What Claude Code Shows When It Starts

 ┌──────────────────────────────────────────────────────┐
 │                                                      │
 │  Claude Code v1.0.xx                                 │
 │  Working directory: /Users/you/my-first-project      │
 │  Reading CLAUDE.md...  ✓                             │
 │                                                      │
 │  Type your message below. Press Enter to send.       │
 │  Type /help for a list of commands.                  │
 │                                                      │
 │  >                                                   │
 │                                                      │
 └──────────────────────────────────────────────────────┘

The "Reading CLAUDE.md" confirmation line tells you the briefing document loaded correctly. If you do not see it, check that the CLAUDE.md file is in the current directory, not inside a subfolder.

Opening an Existing Project with Claude Code

Navigate to the existing project folder before launching:

cd path/to/existing-project
claude

If the project has no CLAUDE.md file, create one before your first session. Ask Claude Code to help you write it — give it a few minutes to explore the project first:

Explore this project and then create a CLAUDE.md file
that explains what it does, its tech stack, and the
code style conventions you can observe from the existing code.
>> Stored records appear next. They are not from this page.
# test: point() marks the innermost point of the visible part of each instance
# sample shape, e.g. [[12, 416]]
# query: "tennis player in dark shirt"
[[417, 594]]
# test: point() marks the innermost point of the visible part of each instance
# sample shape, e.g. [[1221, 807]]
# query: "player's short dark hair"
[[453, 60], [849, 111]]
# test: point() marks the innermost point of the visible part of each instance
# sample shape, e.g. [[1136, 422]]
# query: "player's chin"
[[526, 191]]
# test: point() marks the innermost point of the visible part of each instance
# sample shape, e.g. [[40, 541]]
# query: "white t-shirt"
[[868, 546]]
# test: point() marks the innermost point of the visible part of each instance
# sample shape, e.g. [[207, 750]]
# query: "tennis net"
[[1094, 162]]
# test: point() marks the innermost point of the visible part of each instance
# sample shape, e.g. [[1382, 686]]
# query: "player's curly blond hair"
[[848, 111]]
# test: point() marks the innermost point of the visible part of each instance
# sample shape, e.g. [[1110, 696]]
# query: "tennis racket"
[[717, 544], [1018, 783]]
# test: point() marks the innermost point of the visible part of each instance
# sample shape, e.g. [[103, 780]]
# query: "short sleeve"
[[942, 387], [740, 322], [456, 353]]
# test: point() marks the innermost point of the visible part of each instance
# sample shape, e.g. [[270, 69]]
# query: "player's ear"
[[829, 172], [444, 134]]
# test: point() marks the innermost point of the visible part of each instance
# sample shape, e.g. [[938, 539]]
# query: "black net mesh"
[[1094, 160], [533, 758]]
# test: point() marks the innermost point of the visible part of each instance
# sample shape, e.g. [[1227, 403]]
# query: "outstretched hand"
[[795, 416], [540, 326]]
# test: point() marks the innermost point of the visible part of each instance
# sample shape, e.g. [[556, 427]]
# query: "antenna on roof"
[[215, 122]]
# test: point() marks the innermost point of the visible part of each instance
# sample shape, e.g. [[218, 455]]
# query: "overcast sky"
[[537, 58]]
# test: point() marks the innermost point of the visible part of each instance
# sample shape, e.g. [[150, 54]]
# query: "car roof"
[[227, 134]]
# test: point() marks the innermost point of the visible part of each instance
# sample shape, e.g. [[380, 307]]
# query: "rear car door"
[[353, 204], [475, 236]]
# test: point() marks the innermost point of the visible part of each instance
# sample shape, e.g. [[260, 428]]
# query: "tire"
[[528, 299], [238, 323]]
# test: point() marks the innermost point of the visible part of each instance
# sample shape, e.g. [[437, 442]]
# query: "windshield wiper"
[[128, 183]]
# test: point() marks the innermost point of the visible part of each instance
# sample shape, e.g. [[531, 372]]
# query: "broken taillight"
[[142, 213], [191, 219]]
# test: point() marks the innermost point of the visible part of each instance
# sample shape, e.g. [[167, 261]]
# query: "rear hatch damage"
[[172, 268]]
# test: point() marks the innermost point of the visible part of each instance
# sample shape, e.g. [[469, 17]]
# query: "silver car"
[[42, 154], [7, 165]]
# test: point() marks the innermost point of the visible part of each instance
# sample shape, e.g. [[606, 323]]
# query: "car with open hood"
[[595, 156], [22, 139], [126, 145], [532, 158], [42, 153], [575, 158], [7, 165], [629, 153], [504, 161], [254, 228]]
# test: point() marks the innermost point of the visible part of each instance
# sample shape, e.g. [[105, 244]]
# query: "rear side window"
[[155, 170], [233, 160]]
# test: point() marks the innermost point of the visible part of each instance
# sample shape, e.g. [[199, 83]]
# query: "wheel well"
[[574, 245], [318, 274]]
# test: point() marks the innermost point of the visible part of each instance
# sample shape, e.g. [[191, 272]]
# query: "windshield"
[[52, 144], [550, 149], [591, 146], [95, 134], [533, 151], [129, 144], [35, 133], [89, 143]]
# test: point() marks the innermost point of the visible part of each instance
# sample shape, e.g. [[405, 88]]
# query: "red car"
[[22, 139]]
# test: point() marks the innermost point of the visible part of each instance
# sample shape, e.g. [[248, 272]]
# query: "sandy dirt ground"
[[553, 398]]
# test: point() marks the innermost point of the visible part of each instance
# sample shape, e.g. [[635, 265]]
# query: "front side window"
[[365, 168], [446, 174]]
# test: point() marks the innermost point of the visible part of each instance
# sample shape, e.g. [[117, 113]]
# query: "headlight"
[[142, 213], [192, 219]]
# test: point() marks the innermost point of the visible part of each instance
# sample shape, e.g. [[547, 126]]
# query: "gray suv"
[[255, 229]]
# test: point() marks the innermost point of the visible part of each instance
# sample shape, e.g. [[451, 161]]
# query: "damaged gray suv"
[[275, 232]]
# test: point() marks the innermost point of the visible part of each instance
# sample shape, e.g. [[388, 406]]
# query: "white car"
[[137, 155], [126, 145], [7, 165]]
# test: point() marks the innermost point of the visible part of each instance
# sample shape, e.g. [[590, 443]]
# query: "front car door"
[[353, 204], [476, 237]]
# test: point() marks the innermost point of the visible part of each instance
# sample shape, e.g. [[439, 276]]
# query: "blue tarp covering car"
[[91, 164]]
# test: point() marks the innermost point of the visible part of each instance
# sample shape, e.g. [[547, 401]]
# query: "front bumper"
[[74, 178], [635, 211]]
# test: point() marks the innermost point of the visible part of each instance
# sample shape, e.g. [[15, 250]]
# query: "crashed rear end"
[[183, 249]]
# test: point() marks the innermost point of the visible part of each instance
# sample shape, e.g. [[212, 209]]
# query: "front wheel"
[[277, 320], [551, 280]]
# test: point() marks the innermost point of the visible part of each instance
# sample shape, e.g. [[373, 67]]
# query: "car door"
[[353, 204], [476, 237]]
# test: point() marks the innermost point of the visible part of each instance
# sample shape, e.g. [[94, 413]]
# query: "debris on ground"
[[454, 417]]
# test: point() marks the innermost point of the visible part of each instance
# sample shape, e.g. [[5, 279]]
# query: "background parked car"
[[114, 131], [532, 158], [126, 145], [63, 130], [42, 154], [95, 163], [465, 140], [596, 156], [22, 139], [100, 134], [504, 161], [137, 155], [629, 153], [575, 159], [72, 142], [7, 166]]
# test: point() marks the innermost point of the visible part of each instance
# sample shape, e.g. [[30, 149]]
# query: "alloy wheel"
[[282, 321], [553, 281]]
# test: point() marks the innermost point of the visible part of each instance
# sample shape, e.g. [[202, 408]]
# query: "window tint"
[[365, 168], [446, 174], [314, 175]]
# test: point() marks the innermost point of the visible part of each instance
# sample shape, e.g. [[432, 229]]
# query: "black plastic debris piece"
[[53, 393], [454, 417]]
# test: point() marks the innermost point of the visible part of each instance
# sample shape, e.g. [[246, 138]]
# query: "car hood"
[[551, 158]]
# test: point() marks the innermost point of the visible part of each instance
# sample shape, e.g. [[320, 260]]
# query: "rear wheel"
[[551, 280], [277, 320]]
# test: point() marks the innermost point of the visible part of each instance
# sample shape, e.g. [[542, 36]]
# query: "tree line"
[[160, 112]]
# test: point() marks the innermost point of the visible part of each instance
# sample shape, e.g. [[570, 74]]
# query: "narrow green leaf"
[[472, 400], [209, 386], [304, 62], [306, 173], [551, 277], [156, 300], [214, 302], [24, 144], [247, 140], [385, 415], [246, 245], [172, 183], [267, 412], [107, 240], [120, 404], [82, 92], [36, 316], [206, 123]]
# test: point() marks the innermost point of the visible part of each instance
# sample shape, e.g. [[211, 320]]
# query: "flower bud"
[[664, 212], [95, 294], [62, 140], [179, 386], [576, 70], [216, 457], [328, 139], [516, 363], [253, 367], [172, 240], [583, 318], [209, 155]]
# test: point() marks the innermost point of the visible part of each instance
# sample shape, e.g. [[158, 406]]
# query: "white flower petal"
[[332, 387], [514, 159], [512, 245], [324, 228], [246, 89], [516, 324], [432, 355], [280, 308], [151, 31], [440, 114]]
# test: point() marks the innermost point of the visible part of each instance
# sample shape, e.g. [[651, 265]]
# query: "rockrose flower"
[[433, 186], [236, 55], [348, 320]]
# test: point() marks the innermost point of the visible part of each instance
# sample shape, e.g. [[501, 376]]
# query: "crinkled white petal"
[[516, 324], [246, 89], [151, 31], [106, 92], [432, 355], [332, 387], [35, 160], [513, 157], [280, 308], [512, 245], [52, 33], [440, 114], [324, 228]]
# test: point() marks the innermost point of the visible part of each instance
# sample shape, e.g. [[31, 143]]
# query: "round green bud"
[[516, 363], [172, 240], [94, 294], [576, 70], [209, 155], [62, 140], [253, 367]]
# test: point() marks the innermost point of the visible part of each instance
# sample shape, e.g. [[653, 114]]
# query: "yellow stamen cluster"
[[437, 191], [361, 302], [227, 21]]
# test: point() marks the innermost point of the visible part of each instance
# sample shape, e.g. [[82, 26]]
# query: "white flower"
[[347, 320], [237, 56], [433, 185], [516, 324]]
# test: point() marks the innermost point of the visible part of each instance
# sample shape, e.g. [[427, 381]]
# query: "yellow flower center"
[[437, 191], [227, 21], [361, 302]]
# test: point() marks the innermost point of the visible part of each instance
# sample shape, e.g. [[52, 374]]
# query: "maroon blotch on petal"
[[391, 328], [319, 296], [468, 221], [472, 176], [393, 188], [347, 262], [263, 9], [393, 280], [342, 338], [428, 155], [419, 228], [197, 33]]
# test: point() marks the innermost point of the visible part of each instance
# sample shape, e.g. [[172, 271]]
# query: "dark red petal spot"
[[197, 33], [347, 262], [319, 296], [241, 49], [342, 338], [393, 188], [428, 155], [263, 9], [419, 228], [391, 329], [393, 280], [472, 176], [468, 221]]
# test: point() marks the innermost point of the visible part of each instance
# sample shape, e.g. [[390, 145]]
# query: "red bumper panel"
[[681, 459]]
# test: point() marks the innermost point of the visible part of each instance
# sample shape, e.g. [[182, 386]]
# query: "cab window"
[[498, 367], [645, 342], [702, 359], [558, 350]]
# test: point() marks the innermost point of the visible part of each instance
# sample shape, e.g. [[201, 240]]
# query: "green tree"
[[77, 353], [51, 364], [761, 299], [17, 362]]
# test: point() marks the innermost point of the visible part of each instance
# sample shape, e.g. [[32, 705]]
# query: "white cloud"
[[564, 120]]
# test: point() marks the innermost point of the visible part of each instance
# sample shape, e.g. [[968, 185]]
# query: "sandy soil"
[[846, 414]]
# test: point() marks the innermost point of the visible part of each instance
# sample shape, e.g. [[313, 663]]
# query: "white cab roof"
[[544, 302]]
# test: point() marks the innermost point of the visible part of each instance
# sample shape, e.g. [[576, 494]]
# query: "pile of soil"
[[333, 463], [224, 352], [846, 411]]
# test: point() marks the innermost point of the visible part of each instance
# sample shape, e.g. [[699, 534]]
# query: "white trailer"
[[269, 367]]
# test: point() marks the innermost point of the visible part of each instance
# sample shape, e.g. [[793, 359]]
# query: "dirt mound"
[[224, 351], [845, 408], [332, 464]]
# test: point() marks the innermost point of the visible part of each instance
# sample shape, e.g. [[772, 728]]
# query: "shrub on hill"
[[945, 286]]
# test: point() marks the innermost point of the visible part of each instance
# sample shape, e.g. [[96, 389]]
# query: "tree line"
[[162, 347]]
Claude Code reads through the files, infers the project structure, and drafts a CLAUDE.md for you to review and refine. This process takes about two minutes and pays back that time on every future session.

Managing Multiple Projects

 HOW CLAUDE CODE HANDLES MULTIPLE PROJECTS
 ┌────────────────────────────────────────────────────┐
 │                                                    │
 │  projects/                                         │
 │  ├── project-a/                                    │
 │  │   └── CLAUDE.md  ← "I am a Python web scraper"  │
 │  ├── project-b/                                    │
 │  │   └── CLAUDE.md  ← "I am a React dashboard"     │
 │  └── project-c/                                    │
 │      └── CLAUDE.md  ← "I am a Go microservice"     │
 │                                                    │
 │  Open terminal in project-a → Claude knows it is   │
 │  the scraper and behaves accordingly               │
 │                                                    │
 │  Open terminal in project-b → Claude knows it is   │
 │  the dashboard — completely separate context       │
 │                                                    │
 └────────────────────────────────────────────────────┘

Each project is completely independent. Claude Code picks up the context from whichever folder it launches in. You switch projects by switching terminal windows or navigating to a different folder before typing claude.

Key Points

  • Always launch Claude Code from inside your project folder — the launch location sets the working directory for the entire session.
  • A CLAUDE.md file in your project root acts as a permanent briefing document that Claude Code reads at the start of every session.
  • A proper .gitignore prevents Claude Code from wasting context window space on node_modules, build files, and secrets.
  • For existing projects without CLAUDE.md, ask Claude Code to generate one by exploring the codebase — it drafts a solid starting version in minutes.
  • Each project gets its own independent Claude Code context — switching projects means switching folders.